Department of Epidemiology, University of Pittsburgh, 130 DeSoto Street 503 Parran Hall, Pittsburgh, PA, 15261, USA.
Department of Biostatistics and Epidemiology, University of Massachusetts, Amherst, MA, USA.
Eur J Epidemiol. 2018 May;33(5):459-464. doi: 10.1007/s10654-018-0390-z. Epub 2018 Apr 10.

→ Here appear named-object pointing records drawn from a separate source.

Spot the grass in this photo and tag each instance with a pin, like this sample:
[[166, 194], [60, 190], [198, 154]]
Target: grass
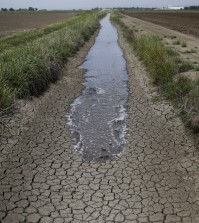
[[191, 51], [176, 42], [22, 38], [27, 70], [183, 44], [163, 65]]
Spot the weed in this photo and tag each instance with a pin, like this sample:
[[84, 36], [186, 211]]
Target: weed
[[183, 44], [185, 66], [29, 69], [191, 51]]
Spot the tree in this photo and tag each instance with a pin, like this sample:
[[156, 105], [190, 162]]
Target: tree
[[4, 9]]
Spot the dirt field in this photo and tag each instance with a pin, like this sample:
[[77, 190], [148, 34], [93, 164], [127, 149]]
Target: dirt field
[[44, 180], [188, 53], [185, 22], [19, 21]]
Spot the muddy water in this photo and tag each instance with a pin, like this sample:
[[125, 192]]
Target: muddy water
[[98, 118]]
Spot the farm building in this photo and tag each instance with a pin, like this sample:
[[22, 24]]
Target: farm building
[[171, 7]]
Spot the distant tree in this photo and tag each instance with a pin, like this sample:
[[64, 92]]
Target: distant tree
[[31, 9], [4, 9]]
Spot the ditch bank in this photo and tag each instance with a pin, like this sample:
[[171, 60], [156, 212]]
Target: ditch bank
[[44, 180]]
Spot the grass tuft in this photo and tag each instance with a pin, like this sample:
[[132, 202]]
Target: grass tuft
[[27, 70], [163, 65]]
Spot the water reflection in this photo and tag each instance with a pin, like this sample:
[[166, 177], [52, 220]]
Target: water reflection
[[97, 118]]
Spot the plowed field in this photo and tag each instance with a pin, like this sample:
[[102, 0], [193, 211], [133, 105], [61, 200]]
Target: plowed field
[[185, 22], [20, 21]]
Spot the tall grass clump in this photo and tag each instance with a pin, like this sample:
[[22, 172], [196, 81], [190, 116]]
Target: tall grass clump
[[28, 70], [165, 67]]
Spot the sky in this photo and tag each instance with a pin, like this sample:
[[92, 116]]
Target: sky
[[88, 4]]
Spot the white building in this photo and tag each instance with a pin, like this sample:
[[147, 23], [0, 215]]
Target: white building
[[171, 7]]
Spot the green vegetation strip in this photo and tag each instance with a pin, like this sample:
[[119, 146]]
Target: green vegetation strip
[[28, 70], [164, 66], [19, 39]]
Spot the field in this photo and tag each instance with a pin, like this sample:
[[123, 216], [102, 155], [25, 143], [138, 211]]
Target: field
[[20, 21], [171, 59], [31, 60], [185, 22]]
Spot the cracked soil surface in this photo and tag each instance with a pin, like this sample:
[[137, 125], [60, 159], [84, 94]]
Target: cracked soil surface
[[42, 179]]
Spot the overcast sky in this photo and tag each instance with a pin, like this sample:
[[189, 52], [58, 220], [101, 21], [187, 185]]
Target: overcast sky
[[87, 4]]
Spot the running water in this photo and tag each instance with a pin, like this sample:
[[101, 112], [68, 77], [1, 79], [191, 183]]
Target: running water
[[97, 118]]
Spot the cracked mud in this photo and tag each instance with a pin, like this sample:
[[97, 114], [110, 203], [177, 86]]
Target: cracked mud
[[42, 179]]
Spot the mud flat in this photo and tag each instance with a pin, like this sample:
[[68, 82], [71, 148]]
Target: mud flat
[[42, 179]]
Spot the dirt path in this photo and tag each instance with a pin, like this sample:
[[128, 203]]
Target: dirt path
[[42, 179], [190, 52], [11, 23]]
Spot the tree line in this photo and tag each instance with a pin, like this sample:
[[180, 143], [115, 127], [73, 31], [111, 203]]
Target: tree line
[[20, 9], [192, 8]]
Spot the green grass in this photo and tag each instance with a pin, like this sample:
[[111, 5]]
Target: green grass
[[28, 70], [164, 66], [176, 42], [183, 44], [19, 39]]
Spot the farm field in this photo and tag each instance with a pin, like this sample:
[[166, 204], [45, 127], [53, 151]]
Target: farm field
[[185, 22], [21, 21]]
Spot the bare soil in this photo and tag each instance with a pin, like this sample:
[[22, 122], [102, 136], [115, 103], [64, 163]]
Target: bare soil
[[185, 22], [189, 53], [42, 179], [19, 21]]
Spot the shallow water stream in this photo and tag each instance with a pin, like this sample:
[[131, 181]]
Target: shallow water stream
[[97, 118]]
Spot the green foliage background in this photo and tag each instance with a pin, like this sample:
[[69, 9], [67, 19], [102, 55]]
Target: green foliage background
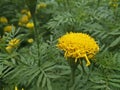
[[50, 71]]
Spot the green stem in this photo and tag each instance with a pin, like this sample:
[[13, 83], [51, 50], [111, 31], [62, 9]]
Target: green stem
[[36, 35]]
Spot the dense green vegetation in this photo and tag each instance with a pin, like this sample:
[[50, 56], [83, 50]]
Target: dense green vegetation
[[29, 33]]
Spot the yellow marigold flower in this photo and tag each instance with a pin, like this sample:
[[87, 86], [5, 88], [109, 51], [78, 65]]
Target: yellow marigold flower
[[8, 28], [28, 14], [78, 45], [9, 49], [115, 5], [30, 40], [16, 88], [24, 19], [14, 42], [3, 20], [24, 11], [30, 25], [42, 5]]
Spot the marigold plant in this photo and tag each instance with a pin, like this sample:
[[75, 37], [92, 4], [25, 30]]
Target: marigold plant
[[8, 28], [78, 45], [12, 44], [3, 20], [30, 25]]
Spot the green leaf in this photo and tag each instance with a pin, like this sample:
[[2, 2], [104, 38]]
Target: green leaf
[[40, 79], [44, 81], [114, 43], [98, 87], [115, 84], [115, 80], [49, 84], [37, 72]]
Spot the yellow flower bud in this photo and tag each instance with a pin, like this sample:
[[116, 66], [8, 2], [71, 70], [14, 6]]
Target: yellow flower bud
[[3, 20], [9, 49], [30, 40], [8, 28], [24, 19], [30, 25]]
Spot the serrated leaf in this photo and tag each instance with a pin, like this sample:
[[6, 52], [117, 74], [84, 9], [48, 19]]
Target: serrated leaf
[[33, 76], [114, 43], [44, 81], [115, 80], [98, 86], [115, 84], [49, 84]]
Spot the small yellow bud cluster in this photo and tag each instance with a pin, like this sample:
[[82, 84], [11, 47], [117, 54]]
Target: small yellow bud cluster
[[41, 5], [77, 46], [8, 28], [114, 3], [25, 19], [12, 45], [3, 20]]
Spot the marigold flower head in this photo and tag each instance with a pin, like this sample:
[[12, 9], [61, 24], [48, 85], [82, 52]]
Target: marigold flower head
[[8, 28], [3, 20], [30, 25], [16, 88], [24, 11], [14, 42], [30, 40], [24, 19], [12, 45], [41, 5], [78, 45], [9, 49]]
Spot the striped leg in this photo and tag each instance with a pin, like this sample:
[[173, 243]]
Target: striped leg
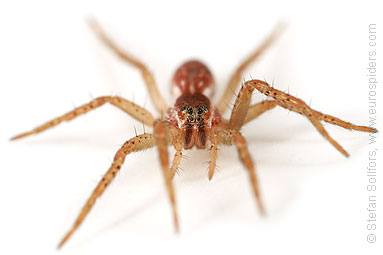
[[130, 108], [237, 76], [241, 106], [141, 142], [161, 137], [154, 93]]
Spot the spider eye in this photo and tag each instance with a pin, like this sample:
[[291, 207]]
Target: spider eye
[[199, 111]]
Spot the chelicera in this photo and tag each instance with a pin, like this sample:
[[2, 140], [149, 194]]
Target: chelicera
[[194, 121]]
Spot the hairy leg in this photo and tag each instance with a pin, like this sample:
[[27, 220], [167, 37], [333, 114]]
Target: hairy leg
[[137, 143], [236, 77], [130, 108], [154, 93], [257, 109], [215, 140], [234, 137], [162, 137], [287, 101]]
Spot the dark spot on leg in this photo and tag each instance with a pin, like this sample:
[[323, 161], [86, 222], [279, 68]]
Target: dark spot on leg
[[188, 136], [202, 136]]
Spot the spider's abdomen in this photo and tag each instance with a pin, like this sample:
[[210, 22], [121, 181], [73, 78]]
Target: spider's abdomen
[[192, 77]]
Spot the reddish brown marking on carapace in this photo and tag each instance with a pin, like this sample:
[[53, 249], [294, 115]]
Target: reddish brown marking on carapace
[[193, 120], [193, 113], [193, 77]]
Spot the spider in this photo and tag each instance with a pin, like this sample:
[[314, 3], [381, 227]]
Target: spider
[[194, 120]]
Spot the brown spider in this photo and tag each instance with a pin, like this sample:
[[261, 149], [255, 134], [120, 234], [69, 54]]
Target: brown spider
[[194, 120]]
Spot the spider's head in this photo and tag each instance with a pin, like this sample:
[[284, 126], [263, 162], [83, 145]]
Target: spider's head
[[194, 115]]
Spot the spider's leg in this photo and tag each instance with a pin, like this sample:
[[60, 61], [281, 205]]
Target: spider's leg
[[137, 143], [286, 101], [259, 108], [237, 75], [214, 139], [154, 93], [176, 137], [132, 109], [161, 137], [230, 137]]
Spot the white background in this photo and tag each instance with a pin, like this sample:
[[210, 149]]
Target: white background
[[50, 62]]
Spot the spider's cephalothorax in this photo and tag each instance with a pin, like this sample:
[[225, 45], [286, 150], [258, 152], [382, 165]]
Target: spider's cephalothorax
[[193, 113], [193, 120]]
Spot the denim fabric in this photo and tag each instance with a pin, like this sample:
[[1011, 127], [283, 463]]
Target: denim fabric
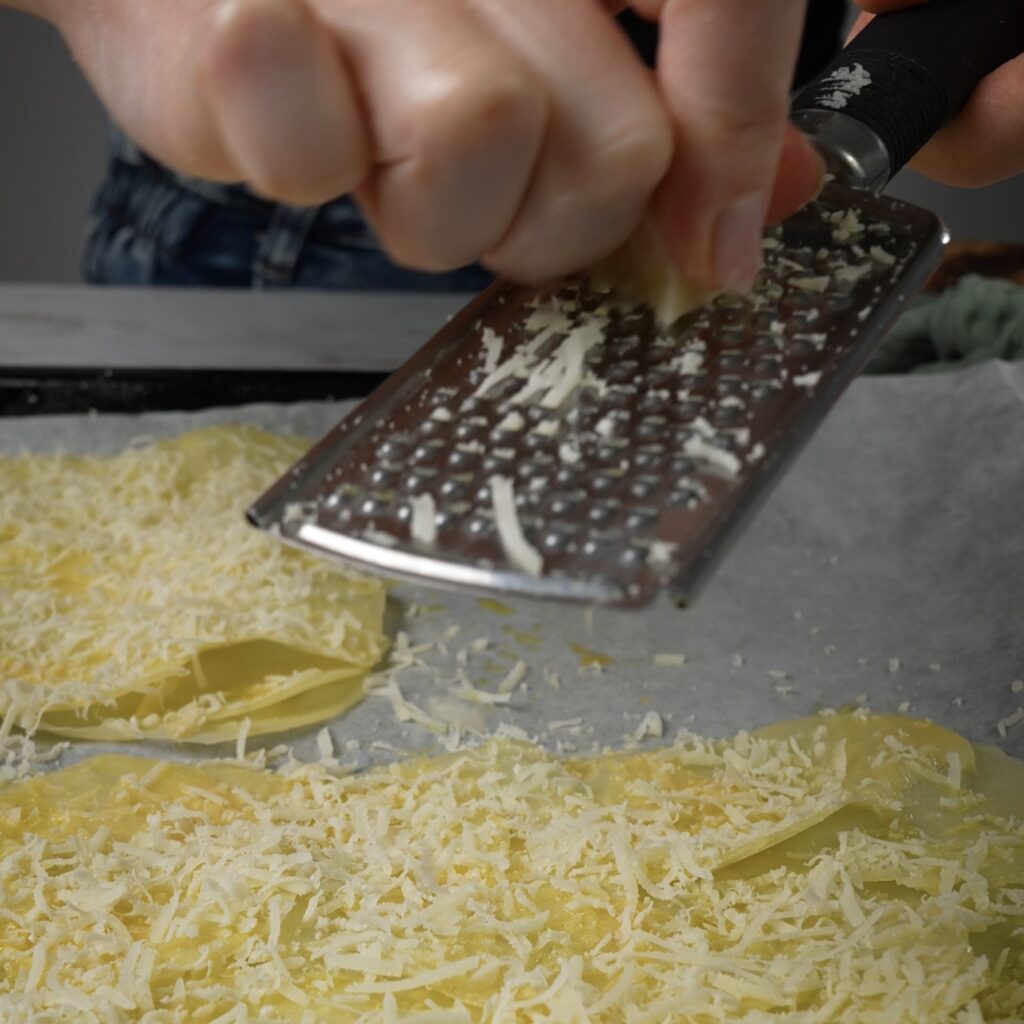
[[148, 226]]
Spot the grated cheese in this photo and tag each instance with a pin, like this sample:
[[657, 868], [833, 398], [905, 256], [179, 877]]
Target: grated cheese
[[774, 877], [135, 601], [518, 550], [423, 525]]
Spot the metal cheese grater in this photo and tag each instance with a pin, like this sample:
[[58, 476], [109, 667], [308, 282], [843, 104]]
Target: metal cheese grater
[[560, 442]]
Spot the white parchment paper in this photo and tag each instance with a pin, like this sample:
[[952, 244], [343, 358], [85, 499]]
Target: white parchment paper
[[887, 569]]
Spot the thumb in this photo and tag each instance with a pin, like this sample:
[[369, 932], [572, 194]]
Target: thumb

Stacked generalization is an ensemble method that allows researchers to combine several different prediction algorithms into one. Since its introduction in the early 1990s, the method has evolved several times into a host of methods among which is the "Super Learner". Super Learner uses V-fold cross-validation to build the optimal weighted combination of predictions from a library of candidate algorithms. Optimality is defined by a user-specified objective function, such as minimizing mean squared error or maximizing the area under the receiver operating characteristic curve. Although relatively simple in nature, use of Super Learner by epidemiologists has been hampered by limitations in understanding conceptual and technical details. We work step-by-step through two examples to illustrate concepts and address common concerns.
堆叠泛化是一种集成方法,允许研究人员将几种不同的预测算法组合成一个。自 20 世纪 90 年代初引入以来,该方法已经经历了几次发展,演变成了许多方法,其中包括“超级学习者”。超级学习者使用 V 折交叉验证来构建从候选算法库中预测的最优加权组合。最优性由用户指定的目标函数定义,例如最小化均方误差或最大化接收器操作特征曲线下的面积。尽管本质上相对简单,但由于对概念和技术细节的理解有限,流行病学家对超级学习者的使用受到了阻碍。我们通过两个示例逐步说明概念并解决常见问题。